Damit kann fast der Eindruck entstehen, es hätte sich bei diesem Thema letztlich nichts entscheidendes getan. Doch weit gefehlt: Entgegen früherer Ankündigungen, die Sache vorsichtig und nur im Rahmen einer ordentlichen Kommunikation mit Presse und Hardware-Käufern abzuhandeln, hat Intel seinen neuen Trusted-Computing-Ansatz in Form der Management Engine inzwischen breit in neu verkauften Systemen untergebracht. Zumindest im Notebook-Bereich ist es inzwischen normal, neue Geräte per default mit aktiver Management Engine auszuliefern, inklusive entsprechender Treiber und reihenweise mitlaufender Dienste (Beispiel eines neu gekauften Windows 8.1 Notebooks im Auslieferungszustand):

Ironischerweise ist das Internet voll von Anfragen nach entsprechenden Treibern bzw. ob jene Windows-Dienste regulärer Natur sind – was leider fehlt, sind die erschöpfenden Erklärungen, um was es sich hierbei eigentlich handelt. Intel hat es gut geschafft, das Thema aus der Presse herauszuhalten (was natürlich auch ein Fehler der "Fachpresse" ist) und somit jenes Feature still und leise als festen Bestandteil heutiger PCs zu etablieren. Die wirklich allerwenigsten Nutzer dürften dabei wissen, um was es sich hierbei handelt und was man mit einer Management Engine anfangen kann. Vor allem aber fehlen bis dato immer noch alle positiven Nutzungsmöglichkeiten der Intel Management Engine, beispielsweise ein außerhalb des eigentlichen Systems stehender Virenscanner. Was derzeit aber schon da ist, ist eine für den Anwender undurchsichtige Blackbox zugunsten von Intel und Microsoft.

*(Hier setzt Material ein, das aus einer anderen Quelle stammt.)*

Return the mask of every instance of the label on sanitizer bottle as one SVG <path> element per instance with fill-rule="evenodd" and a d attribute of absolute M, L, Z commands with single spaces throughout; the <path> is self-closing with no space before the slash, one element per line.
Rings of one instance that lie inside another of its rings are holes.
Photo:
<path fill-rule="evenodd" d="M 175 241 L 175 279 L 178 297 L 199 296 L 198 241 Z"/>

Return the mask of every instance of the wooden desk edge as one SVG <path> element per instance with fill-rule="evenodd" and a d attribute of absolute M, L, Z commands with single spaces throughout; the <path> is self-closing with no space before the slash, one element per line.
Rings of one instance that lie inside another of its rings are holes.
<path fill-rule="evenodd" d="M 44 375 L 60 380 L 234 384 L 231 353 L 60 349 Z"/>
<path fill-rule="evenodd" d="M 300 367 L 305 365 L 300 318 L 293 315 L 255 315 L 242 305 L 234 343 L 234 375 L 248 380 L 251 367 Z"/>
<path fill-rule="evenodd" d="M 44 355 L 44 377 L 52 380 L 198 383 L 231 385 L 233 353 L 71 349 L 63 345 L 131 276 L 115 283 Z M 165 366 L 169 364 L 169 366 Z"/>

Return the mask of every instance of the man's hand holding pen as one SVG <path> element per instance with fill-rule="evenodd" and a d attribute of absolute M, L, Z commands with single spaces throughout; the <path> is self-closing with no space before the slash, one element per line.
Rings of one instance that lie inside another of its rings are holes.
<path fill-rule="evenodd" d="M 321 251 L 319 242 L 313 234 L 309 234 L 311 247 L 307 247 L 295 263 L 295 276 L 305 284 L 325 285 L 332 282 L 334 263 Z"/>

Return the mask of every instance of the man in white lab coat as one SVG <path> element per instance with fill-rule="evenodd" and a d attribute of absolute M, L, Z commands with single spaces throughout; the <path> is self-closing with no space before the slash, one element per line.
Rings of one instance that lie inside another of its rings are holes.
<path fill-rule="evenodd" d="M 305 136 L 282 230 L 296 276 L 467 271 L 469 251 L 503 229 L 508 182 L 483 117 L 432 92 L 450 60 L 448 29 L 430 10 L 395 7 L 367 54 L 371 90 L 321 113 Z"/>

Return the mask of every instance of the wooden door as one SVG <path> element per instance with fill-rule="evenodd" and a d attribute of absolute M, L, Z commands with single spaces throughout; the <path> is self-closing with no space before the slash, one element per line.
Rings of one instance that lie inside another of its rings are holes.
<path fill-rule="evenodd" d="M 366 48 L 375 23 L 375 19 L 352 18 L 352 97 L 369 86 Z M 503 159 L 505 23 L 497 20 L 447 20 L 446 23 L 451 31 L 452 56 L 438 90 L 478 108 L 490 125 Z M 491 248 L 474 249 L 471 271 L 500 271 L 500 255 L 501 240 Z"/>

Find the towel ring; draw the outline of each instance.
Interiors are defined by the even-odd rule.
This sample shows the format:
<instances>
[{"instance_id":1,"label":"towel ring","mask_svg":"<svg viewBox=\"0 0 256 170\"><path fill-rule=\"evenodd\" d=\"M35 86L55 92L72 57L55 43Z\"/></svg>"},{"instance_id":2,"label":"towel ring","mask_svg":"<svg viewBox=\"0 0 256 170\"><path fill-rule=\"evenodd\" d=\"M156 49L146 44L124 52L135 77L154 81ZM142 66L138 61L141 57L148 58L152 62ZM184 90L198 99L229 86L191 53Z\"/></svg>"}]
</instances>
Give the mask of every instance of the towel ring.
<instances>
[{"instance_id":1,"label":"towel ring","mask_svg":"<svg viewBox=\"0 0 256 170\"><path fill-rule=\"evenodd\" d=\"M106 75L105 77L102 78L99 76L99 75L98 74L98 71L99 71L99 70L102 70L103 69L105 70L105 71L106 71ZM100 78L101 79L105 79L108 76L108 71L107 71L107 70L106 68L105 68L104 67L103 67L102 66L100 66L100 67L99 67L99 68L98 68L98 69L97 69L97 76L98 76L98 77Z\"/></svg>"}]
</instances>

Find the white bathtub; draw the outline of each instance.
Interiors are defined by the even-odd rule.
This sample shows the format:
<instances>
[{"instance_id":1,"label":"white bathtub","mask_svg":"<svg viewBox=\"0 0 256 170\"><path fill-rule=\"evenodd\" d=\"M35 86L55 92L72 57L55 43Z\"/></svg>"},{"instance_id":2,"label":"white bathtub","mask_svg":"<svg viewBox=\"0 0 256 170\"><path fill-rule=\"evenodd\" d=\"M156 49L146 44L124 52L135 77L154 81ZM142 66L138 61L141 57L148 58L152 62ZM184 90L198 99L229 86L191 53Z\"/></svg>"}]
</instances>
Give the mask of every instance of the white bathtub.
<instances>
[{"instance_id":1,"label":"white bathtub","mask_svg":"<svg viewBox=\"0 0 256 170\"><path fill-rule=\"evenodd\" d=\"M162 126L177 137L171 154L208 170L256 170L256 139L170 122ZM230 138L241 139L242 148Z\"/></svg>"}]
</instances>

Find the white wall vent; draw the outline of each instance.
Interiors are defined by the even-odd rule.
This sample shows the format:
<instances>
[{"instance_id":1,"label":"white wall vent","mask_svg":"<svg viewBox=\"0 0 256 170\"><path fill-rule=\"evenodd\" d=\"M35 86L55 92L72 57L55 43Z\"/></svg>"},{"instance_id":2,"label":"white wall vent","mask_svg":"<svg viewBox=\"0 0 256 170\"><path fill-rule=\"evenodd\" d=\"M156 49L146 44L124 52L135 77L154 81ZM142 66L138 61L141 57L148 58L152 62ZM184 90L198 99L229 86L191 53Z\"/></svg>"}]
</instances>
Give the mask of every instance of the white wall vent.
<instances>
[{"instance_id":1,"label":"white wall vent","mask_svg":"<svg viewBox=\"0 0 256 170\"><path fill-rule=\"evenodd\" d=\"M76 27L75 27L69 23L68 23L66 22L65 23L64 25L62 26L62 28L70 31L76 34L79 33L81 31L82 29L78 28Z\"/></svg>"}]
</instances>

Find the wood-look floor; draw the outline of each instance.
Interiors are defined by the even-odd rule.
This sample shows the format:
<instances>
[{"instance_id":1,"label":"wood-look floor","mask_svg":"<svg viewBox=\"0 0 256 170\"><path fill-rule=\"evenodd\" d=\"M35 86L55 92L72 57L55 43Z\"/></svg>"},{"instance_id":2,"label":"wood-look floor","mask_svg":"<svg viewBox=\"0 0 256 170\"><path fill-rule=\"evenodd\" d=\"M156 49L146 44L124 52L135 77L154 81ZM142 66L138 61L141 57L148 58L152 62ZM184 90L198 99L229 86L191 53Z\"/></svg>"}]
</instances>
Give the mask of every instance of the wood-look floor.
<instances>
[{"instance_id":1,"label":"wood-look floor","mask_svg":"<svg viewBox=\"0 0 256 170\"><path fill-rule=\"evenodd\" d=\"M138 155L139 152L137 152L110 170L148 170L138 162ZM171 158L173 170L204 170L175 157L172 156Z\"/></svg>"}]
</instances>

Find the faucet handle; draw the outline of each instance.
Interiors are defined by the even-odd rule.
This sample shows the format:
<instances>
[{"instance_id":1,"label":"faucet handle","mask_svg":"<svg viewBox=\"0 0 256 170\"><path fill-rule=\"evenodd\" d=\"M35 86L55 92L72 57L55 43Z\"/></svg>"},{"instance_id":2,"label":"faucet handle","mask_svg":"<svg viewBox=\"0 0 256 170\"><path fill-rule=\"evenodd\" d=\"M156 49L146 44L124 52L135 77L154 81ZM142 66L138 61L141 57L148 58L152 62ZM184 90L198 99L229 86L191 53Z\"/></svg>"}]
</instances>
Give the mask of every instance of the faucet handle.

Und an dieser Stelle muß klar gesagt werden: So war das ganze nicht gedacht. Angedacht war, daß Intel dies transparent und mit Bedacht auf die Kundenrückmeldungen einführt, nicht daß es dem Anwender einfach so stillschweigend untergejubelt wird. Intel hat faktisch alle Versprechungen aus der unglückseligen Palladium/TCPA-Affäre gebrochen, wo man seinerzeit aber eben auch großen Gegenwind aus der Öffentlichkeit bekam. Da jener Gegenwind heutzutage fehlt, kann Intel nunmehr nach Gusto schalten und walten – was dann auch einen Fehler der Öffentlichkeit bzw. der "Fachpresse" darstellt. Verloren haben in jedem Fall die Konsumenten, denen eine potentielle Kontrolltechnologie unter dem verfälschenden Stichwort einer (bislang rein angeblich) höheren Sicherheit untergejubelt wird.

PS:
Alle PCs dürften mit deaktivierter bzw. deinstallierter Managment Engine genauso einwandfrei funktionieren wie vorher. Wir haben diesbezüglich jedenfalls bislang noch von keinen Problemen gehört. Nichtsdestotrotz sollte eine solche Änderung natürlich immer von einem Fachmann vorgenommen werden, der im Notfall den ursprünglichen Zustand auch wieder herstellen kann.

Nachtrag vom 4. Januar 2015

In der Diskussion über die kürzliche Meldung zu Intels Management Engine wurde der Punkt erwähnt, daß gemäß früheren Berichten die Management Engine relevant für die Hardware-Beschleunigung für Videos sei, darunter auch Intels QuickSync-Feature. Nach entsprechenden Tests kann allerdings bestätigt werden, daß dem nicht so ist: Trotz deaktivierter Management Engine, sparsamer Treiberinstallation und deaktivierter Intel-Dienste funktioniert die Hardware-Beschleunigung für Videos inklusive auch QuickSync einwandfrei. Möglicherweise war dies früher einmal miteinander verbunden, möglich war dies auch ein einfacher Bug zu Anfangszeiten der Management Engine. Unsere Erfahrung lautet jedenfalls darauf, daß eine Deaktivierung keinerlei Featureverlust im Normalbetrieb nach sich zieht – irgendwelche Tweaktools, welche (unnötigerweise) nur mit der Management Engine zusammen funktionieren, natürlich ausgeschlossen.